A town in the Jezreel Valley, Israel prefers its weather sunny, and not only for clear blue skies and golden sunshine.
Over 70 percent of the rooftops in Ram-On, a small picturesque town in Israel’s north, are covered in Germany-based Aleo Solar photovoltaic panels for a total capacity of 1,250 kW that both powers the town and, when produced in excess, is fed back into the local grid.
While Israel has slowly gained recognition as a world innovator in solar technology, and recently approved installation of several medium-scale projects in the country’s southern Negev desert, Israel still lags behind in small-scale residential installations.
To incentivize these projects, in 2008 the Israeli government authorized a 20-year 1.97 NIS-per-kWh feed-in tariff for residential projects up to 15 kW with a construction cap of 50 MW over 7 years.
If consumers manage to produce excess electricity they sell back to the grid, as in Ram-On, they have the ability to make even more money from the solar panels. That’s why Aleo Solar says deployment in Israel has been so succesful over the past few years.

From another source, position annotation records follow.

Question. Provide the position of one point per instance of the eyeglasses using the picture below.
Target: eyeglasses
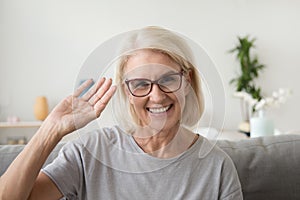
(142, 87)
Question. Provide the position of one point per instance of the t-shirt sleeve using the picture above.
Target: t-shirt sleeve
(230, 186)
(66, 170)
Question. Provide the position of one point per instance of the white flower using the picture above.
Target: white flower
(246, 97)
(278, 97)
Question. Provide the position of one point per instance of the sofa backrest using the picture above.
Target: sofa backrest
(268, 167)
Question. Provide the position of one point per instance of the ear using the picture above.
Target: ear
(188, 75)
(128, 94)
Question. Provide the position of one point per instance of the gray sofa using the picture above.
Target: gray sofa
(268, 168)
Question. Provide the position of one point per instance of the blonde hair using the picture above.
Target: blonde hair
(175, 47)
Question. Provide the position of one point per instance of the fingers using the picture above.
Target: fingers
(103, 101)
(93, 89)
(101, 91)
(82, 87)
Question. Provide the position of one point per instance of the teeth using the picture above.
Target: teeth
(159, 110)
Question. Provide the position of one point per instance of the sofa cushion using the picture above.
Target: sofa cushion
(268, 167)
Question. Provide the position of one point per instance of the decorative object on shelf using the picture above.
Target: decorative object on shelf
(41, 108)
(261, 125)
(13, 119)
(244, 82)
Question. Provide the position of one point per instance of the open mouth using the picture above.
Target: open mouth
(160, 109)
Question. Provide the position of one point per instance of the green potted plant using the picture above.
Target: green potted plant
(244, 82)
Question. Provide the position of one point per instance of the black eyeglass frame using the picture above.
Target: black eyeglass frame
(181, 73)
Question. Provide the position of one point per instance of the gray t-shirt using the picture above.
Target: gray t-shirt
(108, 164)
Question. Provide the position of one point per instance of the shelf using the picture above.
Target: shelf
(25, 124)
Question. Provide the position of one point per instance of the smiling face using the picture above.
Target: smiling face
(158, 110)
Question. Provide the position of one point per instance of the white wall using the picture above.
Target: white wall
(43, 44)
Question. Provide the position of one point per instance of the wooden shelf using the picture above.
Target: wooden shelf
(25, 124)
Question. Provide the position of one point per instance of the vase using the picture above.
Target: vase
(41, 108)
(261, 125)
(246, 111)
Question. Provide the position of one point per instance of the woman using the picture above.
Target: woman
(152, 154)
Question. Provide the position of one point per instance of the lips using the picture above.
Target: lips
(159, 110)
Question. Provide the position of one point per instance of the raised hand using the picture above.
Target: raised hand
(75, 112)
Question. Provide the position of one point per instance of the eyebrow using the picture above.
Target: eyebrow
(160, 76)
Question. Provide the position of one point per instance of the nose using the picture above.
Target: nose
(156, 95)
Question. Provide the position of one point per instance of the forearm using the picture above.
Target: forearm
(17, 182)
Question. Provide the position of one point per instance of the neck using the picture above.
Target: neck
(164, 143)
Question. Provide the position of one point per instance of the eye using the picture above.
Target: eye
(139, 84)
(170, 79)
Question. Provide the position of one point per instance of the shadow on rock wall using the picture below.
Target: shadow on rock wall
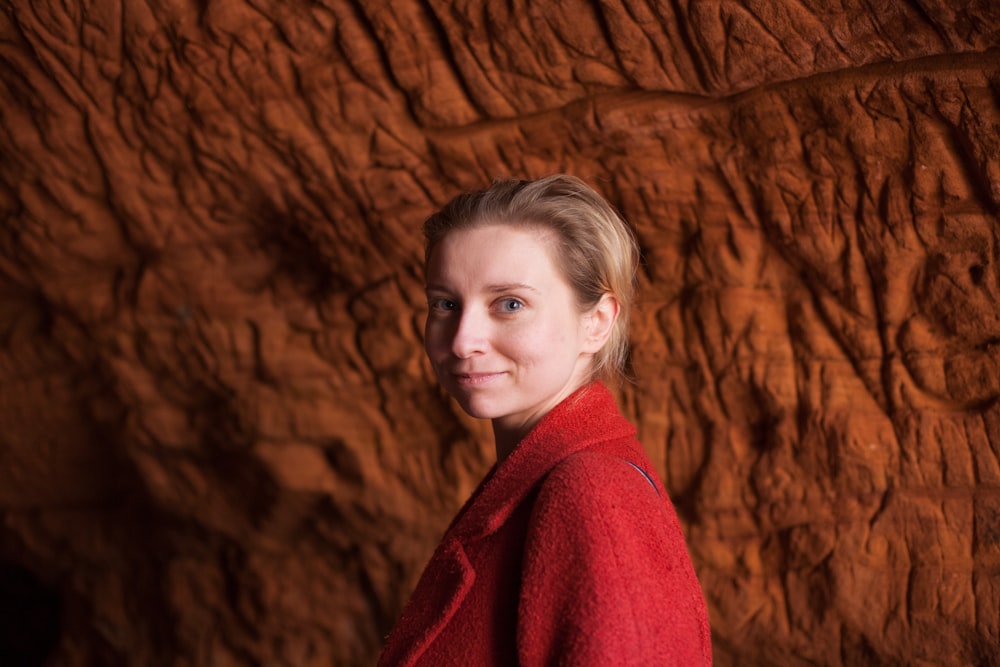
(221, 442)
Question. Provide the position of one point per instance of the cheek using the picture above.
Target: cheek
(433, 336)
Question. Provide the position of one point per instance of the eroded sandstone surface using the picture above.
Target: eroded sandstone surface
(221, 444)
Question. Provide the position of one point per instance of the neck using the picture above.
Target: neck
(505, 441)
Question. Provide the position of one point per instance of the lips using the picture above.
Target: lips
(475, 379)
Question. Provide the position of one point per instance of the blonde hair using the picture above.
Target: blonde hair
(597, 250)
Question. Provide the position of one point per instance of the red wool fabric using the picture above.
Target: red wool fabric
(564, 555)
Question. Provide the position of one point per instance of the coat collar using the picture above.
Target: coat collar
(587, 416)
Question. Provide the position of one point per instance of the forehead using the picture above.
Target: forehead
(496, 250)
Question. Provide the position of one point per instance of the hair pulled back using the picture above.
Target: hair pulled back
(597, 251)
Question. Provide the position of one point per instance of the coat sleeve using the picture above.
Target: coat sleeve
(606, 577)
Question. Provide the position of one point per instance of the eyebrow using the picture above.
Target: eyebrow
(500, 287)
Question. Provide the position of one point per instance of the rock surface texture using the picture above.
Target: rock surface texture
(221, 444)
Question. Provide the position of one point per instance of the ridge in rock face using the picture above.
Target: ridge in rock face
(221, 443)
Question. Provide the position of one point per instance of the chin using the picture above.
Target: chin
(478, 409)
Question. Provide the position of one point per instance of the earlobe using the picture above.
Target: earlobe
(601, 321)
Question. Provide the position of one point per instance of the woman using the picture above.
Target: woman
(569, 552)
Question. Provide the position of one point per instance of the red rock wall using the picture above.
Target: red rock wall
(221, 444)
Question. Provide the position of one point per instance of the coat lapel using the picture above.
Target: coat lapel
(437, 597)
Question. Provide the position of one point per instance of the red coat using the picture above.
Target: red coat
(564, 555)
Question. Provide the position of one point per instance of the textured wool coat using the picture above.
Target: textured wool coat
(566, 554)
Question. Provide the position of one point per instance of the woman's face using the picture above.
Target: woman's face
(504, 333)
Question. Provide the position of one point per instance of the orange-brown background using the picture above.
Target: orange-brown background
(220, 443)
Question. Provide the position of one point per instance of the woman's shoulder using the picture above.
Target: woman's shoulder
(599, 476)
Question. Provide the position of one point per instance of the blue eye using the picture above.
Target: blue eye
(445, 305)
(510, 305)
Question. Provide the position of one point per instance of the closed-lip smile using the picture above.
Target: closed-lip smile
(471, 379)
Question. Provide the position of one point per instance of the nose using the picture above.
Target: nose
(471, 334)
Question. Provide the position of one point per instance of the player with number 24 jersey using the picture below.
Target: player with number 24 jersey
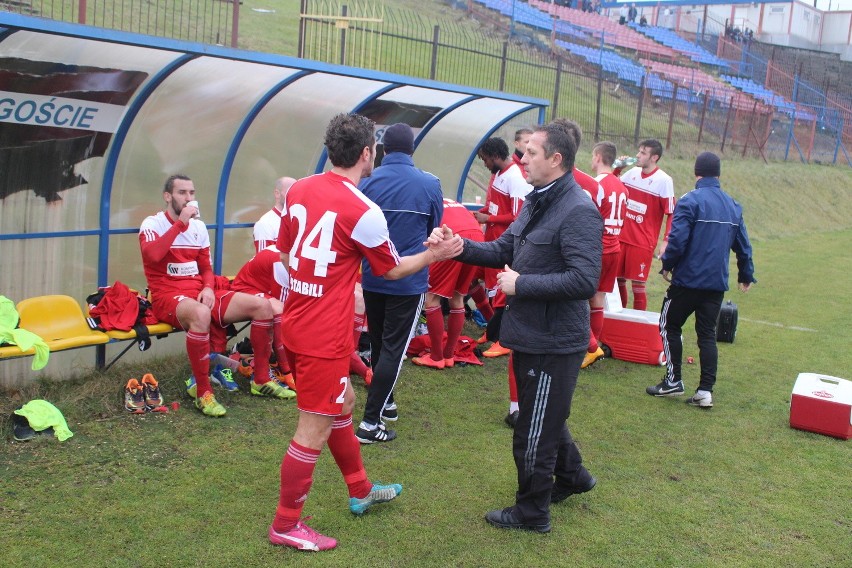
(328, 228)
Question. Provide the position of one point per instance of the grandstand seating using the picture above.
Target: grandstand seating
(768, 96)
(694, 51)
(613, 33)
(698, 81)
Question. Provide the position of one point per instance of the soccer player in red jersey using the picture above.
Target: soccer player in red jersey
(266, 228)
(504, 199)
(611, 202)
(651, 199)
(176, 257)
(329, 227)
(266, 277)
(448, 279)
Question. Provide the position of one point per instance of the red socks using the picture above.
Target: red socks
(480, 298)
(346, 450)
(198, 351)
(455, 322)
(596, 323)
(513, 385)
(622, 291)
(640, 298)
(297, 475)
(435, 325)
(260, 335)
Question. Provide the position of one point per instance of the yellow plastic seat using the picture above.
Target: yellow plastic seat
(59, 321)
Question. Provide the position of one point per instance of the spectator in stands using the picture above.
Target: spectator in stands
(266, 228)
(176, 257)
(707, 226)
(412, 203)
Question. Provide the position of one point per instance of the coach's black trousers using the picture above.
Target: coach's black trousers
(391, 320)
(542, 445)
(678, 305)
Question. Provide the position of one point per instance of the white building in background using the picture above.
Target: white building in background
(793, 23)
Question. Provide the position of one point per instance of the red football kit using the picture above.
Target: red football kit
(176, 260)
(650, 197)
(328, 228)
(266, 229)
(263, 275)
(448, 276)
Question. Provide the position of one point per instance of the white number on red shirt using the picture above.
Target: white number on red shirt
(317, 245)
(616, 210)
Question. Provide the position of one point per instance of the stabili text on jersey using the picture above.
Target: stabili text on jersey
(306, 288)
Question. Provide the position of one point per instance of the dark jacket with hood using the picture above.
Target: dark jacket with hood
(555, 245)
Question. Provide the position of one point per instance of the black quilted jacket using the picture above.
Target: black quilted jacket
(555, 246)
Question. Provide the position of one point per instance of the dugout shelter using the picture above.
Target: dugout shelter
(92, 121)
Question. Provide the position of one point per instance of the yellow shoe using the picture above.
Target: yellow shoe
(590, 358)
(272, 389)
(496, 350)
(209, 406)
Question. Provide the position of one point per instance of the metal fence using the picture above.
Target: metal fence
(204, 21)
(525, 62)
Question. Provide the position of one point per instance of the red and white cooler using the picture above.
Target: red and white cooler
(631, 335)
(822, 404)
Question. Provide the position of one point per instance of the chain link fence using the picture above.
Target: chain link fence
(203, 21)
(482, 53)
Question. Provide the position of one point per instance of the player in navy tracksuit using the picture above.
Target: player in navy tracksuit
(707, 225)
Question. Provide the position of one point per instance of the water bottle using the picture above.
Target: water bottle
(624, 162)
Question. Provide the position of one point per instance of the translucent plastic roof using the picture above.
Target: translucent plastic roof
(124, 111)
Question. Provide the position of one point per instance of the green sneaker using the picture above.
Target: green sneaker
(273, 389)
(378, 494)
(209, 406)
(190, 386)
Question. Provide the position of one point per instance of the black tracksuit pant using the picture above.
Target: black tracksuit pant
(678, 305)
(542, 445)
(390, 320)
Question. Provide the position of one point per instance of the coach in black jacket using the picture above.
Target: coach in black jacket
(552, 255)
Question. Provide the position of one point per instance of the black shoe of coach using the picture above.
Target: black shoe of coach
(506, 519)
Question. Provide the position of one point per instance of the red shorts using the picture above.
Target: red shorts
(634, 263)
(165, 307)
(490, 277)
(609, 270)
(449, 276)
(321, 383)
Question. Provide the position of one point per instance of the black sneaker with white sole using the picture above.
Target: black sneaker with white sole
(704, 400)
(379, 434)
(666, 389)
(390, 414)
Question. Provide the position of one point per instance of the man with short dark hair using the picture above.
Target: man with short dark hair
(412, 203)
(175, 248)
(266, 229)
(651, 199)
(708, 224)
(551, 257)
(328, 228)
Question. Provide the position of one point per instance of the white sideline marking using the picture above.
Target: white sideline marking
(793, 327)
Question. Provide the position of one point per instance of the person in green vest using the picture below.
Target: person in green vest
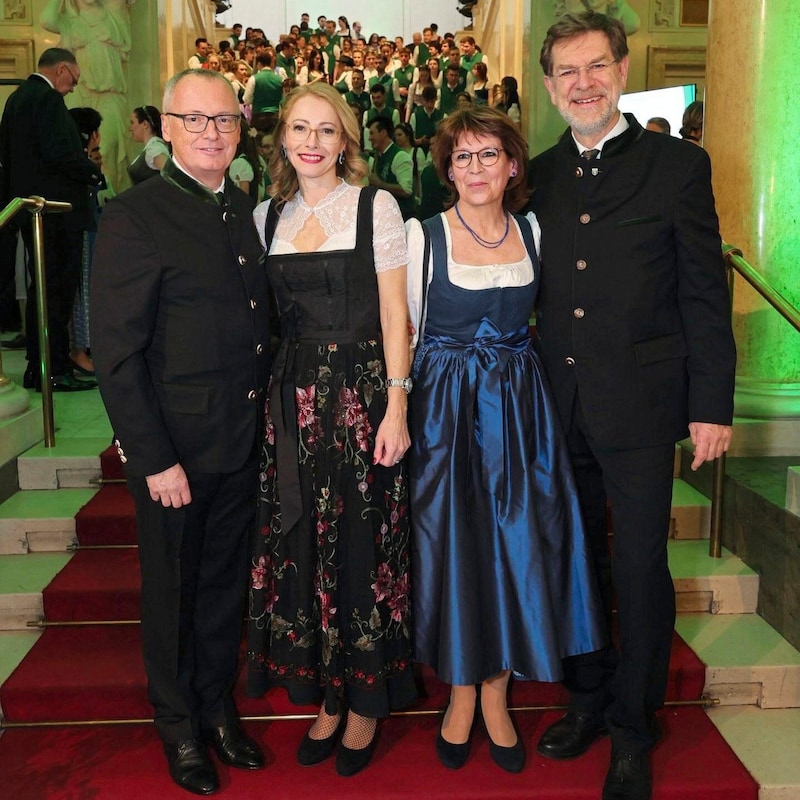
(390, 167)
(470, 56)
(357, 95)
(425, 119)
(264, 92)
(285, 59)
(379, 108)
(404, 75)
(452, 86)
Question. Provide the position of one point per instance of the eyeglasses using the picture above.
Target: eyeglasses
(461, 159)
(592, 70)
(71, 74)
(326, 134)
(197, 123)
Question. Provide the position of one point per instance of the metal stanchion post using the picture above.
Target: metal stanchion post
(44, 337)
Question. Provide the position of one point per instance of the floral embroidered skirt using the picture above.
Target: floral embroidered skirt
(329, 615)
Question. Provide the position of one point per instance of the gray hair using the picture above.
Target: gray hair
(202, 74)
(56, 55)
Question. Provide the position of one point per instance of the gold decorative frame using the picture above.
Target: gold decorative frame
(694, 13)
(672, 66)
(15, 12)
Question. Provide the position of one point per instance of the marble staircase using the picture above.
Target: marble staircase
(752, 674)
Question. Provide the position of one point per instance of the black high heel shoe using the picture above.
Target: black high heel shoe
(511, 759)
(453, 756)
(315, 751)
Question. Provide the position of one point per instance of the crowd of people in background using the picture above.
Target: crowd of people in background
(413, 86)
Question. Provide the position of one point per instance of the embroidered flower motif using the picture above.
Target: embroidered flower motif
(383, 585)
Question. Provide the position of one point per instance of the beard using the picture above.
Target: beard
(586, 126)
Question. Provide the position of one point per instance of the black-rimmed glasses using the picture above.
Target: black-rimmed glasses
(197, 123)
(592, 70)
(487, 157)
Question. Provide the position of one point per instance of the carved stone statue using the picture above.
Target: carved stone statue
(98, 32)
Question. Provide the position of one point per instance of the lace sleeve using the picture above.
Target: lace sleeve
(388, 234)
(260, 219)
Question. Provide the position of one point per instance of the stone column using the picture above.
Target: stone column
(752, 117)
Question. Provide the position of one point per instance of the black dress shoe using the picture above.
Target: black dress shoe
(89, 373)
(69, 383)
(349, 762)
(234, 747)
(572, 735)
(190, 767)
(629, 777)
(315, 751)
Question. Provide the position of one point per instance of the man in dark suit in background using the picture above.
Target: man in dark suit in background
(634, 332)
(180, 321)
(42, 154)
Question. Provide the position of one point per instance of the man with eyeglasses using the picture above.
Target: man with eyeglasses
(42, 154)
(180, 321)
(634, 332)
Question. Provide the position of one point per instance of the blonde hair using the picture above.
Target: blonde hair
(353, 168)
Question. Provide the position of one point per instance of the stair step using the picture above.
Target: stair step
(691, 763)
(22, 579)
(41, 520)
(74, 463)
(14, 646)
(767, 743)
(717, 585)
(691, 512)
(747, 661)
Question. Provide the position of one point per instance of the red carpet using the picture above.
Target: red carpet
(95, 672)
(691, 763)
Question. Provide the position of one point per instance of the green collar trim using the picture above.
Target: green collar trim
(172, 174)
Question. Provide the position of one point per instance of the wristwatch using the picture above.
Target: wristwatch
(403, 383)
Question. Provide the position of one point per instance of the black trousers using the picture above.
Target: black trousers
(627, 684)
(194, 563)
(63, 250)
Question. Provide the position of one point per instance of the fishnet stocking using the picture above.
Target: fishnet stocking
(324, 725)
(359, 731)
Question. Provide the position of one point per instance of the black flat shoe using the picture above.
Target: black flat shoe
(315, 751)
(350, 762)
(190, 767)
(234, 747)
(511, 759)
(452, 756)
(572, 735)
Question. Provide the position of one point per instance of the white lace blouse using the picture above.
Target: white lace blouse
(491, 276)
(337, 214)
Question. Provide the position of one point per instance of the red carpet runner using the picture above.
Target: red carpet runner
(95, 672)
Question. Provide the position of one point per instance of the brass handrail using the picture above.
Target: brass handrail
(736, 262)
(38, 206)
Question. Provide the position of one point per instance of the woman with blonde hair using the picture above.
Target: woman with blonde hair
(329, 595)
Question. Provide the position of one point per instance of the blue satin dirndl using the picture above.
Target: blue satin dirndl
(502, 571)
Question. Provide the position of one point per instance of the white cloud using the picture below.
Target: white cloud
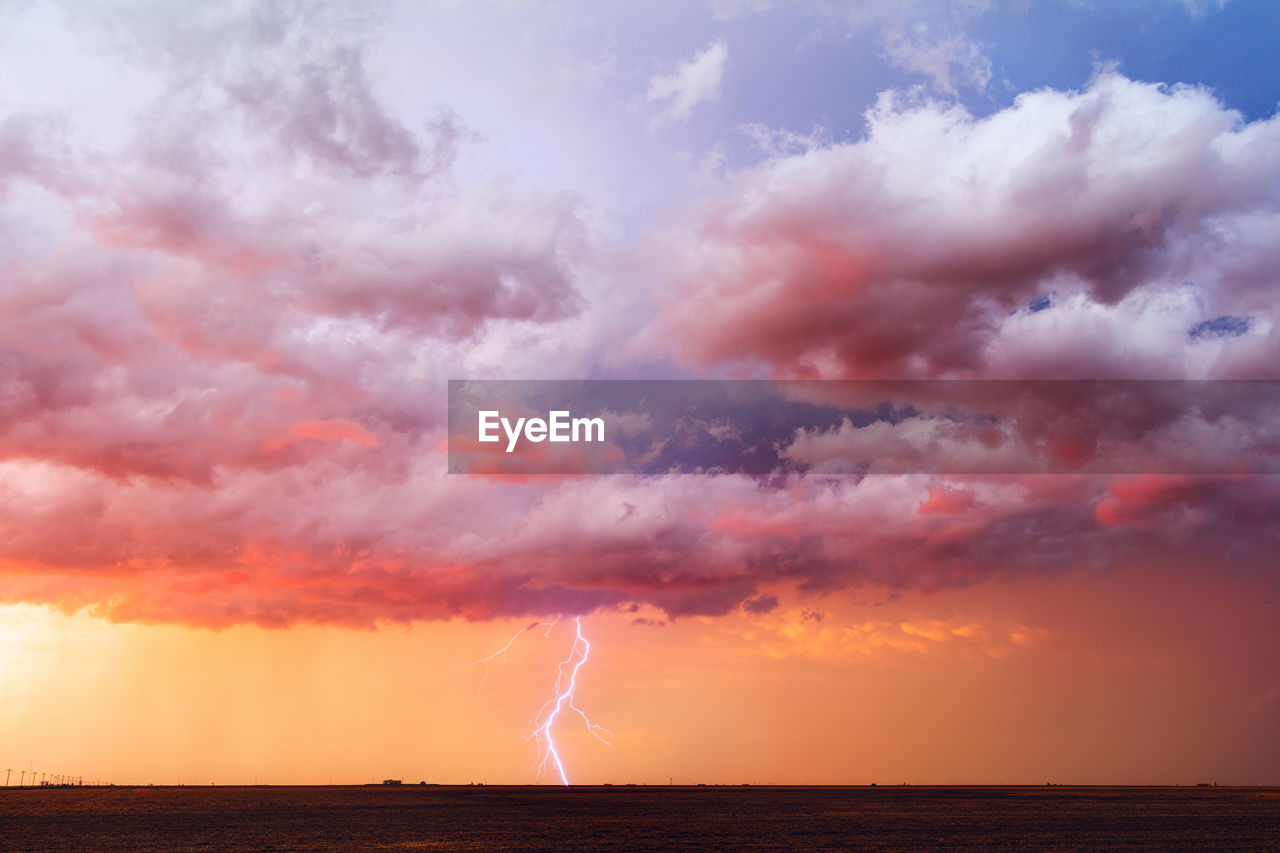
(695, 81)
(946, 60)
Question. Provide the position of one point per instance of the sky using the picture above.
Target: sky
(243, 246)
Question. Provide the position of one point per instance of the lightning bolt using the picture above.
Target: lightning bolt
(545, 719)
(502, 652)
(563, 696)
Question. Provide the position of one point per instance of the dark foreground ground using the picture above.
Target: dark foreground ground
(639, 819)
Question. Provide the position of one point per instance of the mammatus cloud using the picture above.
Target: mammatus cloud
(224, 336)
(694, 81)
(931, 246)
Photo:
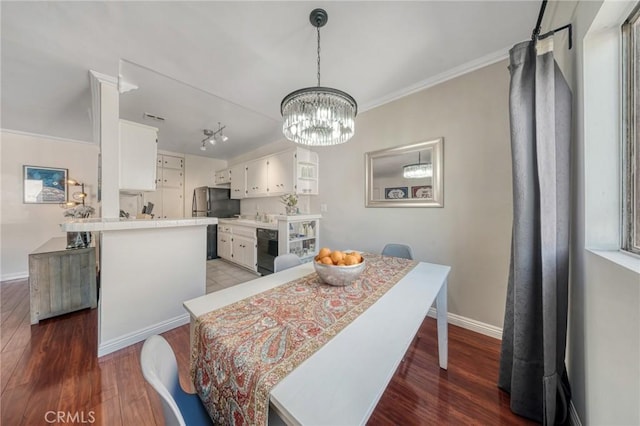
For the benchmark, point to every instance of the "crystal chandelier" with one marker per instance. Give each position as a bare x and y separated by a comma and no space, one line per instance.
318,115
417,170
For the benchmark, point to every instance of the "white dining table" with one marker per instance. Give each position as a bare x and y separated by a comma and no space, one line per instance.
342,382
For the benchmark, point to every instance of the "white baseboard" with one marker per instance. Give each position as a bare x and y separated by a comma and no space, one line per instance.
574,419
140,335
14,276
470,324
495,332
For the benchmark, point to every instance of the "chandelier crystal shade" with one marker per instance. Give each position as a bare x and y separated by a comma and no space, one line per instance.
318,115
417,170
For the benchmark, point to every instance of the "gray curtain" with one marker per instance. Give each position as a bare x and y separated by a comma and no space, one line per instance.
532,368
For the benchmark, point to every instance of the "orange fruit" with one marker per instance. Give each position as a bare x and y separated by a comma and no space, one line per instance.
350,260
337,256
326,260
324,251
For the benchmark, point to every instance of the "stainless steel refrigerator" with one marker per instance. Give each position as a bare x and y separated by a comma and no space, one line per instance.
213,202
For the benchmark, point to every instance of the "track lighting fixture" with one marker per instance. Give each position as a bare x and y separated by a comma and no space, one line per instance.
213,136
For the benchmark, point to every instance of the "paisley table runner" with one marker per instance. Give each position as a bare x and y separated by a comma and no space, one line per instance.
244,349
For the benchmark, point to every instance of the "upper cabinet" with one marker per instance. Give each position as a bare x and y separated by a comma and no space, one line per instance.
281,173
306,171
285,172
238,177
223,176
257,178
138,150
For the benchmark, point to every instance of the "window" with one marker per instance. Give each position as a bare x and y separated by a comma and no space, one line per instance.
631,145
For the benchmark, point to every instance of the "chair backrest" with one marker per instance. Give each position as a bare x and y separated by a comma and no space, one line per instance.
398,250
285,261
160,369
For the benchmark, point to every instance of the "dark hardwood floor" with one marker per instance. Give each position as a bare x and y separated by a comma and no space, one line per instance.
50,370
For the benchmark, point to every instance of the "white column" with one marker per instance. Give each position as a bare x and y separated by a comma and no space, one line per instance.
105,113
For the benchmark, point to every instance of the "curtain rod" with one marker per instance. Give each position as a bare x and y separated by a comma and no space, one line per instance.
535,35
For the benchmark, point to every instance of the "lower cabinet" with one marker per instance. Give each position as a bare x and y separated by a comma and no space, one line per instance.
238,244
224,245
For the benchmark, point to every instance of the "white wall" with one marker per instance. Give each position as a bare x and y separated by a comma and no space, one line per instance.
24,227
472,232
603,358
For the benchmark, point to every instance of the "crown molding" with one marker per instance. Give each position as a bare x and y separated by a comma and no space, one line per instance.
465,68
41,136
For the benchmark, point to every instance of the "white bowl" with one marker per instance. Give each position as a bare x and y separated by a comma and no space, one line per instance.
339,275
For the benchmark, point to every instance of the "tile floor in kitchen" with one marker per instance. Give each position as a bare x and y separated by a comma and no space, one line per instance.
222,274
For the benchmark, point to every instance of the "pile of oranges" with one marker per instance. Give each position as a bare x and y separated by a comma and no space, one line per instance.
338,258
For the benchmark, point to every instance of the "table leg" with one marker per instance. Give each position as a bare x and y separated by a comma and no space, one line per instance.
441,318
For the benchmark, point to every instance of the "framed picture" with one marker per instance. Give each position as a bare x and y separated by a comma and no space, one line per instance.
45,185
396,193
422,191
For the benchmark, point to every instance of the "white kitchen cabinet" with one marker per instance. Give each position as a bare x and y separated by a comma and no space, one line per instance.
277,174
299,235
168,198
138,150
280,173
257,178
306,174
172,162
172,178
172,203
223,177
238,178
224,244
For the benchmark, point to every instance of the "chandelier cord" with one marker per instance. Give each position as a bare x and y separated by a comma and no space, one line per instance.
318,30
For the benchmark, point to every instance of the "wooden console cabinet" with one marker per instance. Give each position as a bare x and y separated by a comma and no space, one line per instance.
61,280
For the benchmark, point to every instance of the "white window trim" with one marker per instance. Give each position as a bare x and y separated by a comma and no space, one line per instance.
602,127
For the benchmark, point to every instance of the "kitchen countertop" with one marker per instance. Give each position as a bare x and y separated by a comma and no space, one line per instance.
121,224
268,225
248,222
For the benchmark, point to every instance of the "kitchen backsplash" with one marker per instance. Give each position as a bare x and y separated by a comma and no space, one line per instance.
249,207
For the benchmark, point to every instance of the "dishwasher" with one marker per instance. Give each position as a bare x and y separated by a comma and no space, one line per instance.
267,249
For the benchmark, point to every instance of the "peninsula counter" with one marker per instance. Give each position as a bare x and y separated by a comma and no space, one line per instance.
148,268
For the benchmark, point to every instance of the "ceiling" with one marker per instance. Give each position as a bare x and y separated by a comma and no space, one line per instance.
200,63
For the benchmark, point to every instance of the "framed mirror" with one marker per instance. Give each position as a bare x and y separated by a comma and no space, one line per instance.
405,176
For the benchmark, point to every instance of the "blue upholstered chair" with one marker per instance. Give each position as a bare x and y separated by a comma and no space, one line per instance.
285,261
398,250
160,369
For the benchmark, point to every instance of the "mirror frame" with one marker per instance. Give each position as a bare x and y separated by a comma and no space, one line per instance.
437,180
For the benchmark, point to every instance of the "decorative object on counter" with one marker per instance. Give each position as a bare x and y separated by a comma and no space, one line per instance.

But small-scale projects aside, Israel has also deployed few medium or large scale solar installations. The country’s largest installation is a 4.9 MW solar field in Kibbutz Ketura, which was built by Arava Power with the promise of a 20-year power purchase agreement from the Israeli government.
Yet Israel’s total solar capacity is currently under 48 MW, something the government is hoping to change as it races towards a 10% renewables goal by 2020. Residents like those of Ram-On may hold the keys to solving at least a piece of Israel’s energy puzzle.